At the same time as touting the covert nature of the apps, the companies write legal disclaimers and warnings that the technology should be used in compliance with state and federal laws and that it may be illegal to use unless the purchaser of the app owns the phone or has consent from the phone’s owner.

In other words, a boss should legally tell an employee that their work-provided phone is being monitored. But if the app is to be used to catch a cheating spouse, or to stalk an ex-partner, for example, it’s more than likely the app was surreptitiously installed without permission.

The warnings are not heeded by those intent on stalking someone, according to members of law enforcement and domestic violence support groups whose members recently testified at a hearing in Washington, D.C.

If they were really being used for legitimate purposes, the apps wouldn’t operate in secret, the critics argue.

Brian Hill, a Minnesota detective who investigates domestic and sexual violence, told the committee that many police departments don’t have the resources or training to thoroughly investigate cyberstalking via mobile phones.

His department is currently investigating a homicide where the victim’s phone had spy software on it. The committee heard other stories, including one about a woman who went to a courthouse to get a restraining order and moments later got a text message from her stalker saying he knew she was there.

Cindy Southworth from the National Network to End Domestic Violence said the spying apps are brazenly marketed to stalkers and that advertising to parents and employers is just a cover. 

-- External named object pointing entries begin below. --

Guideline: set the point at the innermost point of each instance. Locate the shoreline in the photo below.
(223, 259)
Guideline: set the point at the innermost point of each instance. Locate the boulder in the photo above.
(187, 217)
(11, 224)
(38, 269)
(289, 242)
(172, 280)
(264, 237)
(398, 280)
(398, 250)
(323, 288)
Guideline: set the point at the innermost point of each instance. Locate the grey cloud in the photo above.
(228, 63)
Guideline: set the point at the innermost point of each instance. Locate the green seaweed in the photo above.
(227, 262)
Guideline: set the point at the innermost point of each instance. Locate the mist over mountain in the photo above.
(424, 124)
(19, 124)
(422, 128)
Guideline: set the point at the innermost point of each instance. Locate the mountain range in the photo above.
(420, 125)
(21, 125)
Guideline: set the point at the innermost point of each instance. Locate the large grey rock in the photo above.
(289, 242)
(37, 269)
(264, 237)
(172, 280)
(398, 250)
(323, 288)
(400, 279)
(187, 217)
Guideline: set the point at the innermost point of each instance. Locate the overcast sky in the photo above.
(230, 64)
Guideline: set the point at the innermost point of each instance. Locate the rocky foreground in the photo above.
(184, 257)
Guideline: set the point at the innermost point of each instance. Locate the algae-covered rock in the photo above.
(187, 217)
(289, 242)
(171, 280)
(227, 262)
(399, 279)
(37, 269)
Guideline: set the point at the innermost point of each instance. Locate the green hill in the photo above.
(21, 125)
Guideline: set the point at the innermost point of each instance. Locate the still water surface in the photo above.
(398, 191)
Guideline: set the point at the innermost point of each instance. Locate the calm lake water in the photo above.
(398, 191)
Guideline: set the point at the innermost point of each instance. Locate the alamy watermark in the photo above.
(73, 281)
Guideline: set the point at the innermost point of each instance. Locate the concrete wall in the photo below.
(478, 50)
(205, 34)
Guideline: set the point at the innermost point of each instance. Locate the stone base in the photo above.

One website uses a photo of a man grabbing a woman by the arm in its section explaining how the app can be used to catch a cheating spouse. She has a black eye and bruises on her cheek and forehead.

Southworth said the apps likely violate the Electronic Communications Privacy Act, because they intercept communications, yet there has been no crackdown on them.

Stalking someone is illegal but selling an app to facilitate it isn’t and Senator Al Franken is trying to change that. He has written a bill proposing the location privacy protection act that would prohibit apps designed to help stalkers. It would also let police seize the money companies make from them and require the U.S. Department of Justice to collect up-to-date statistics.

Legal loopholes need to be closed

In 2006, it was estimated that 25,000 Americans were being stalked with GPS technology annually. Smartphone technology has advanced since then and stalkers are taking advantage of the changes.

Franken argues that even when apps are used legitimately, the data they collect isn’t always well-protected and is sometimes given to third parties without consent.

Over time, a detailed profile of individuals can be created with the data – where they bank and shop, what routes they take to and from work, for example. Advertisers are eager to get their hands on that data, but it’s concerning for consumer, privacy and cybersecurity experts.

Voluntary codes of conduct aren’t good enough, they insist. Franken says his bill closes legal loopholes and makes exceptions for legitimate uses for GPS tracking, such as cases of emergency.

He says the measures meant to crack down on stalking apps are common sense, but the bill has its critics.

The Digital Advertising Alliance, for one, balks at legislation and advocates instead for self-regulation saying it best responds to quickly developing technology without stifling innovation. A think-tank called the Information Technology and Innovation Foundation also raised concerns at the hearing and said new laws are “premature.”

Franken argues his bill will protect consumer’s privacy and won’t inhibit innovation when it comes to useful and legitimate apps. He is willing to modify the bill before it comes to a vote, but something must be done, he argues.

“Stalking apps must be shut down. It is unacceptable in this day and age companies are making money off of stalking and brazenly marketing themselves as stalkers,” he said at the hearing.

“It's equally unacceptable that our laws have loopholes that let them do this. No matter what we do, no matter what form this bill takes, we have to stop these apps.”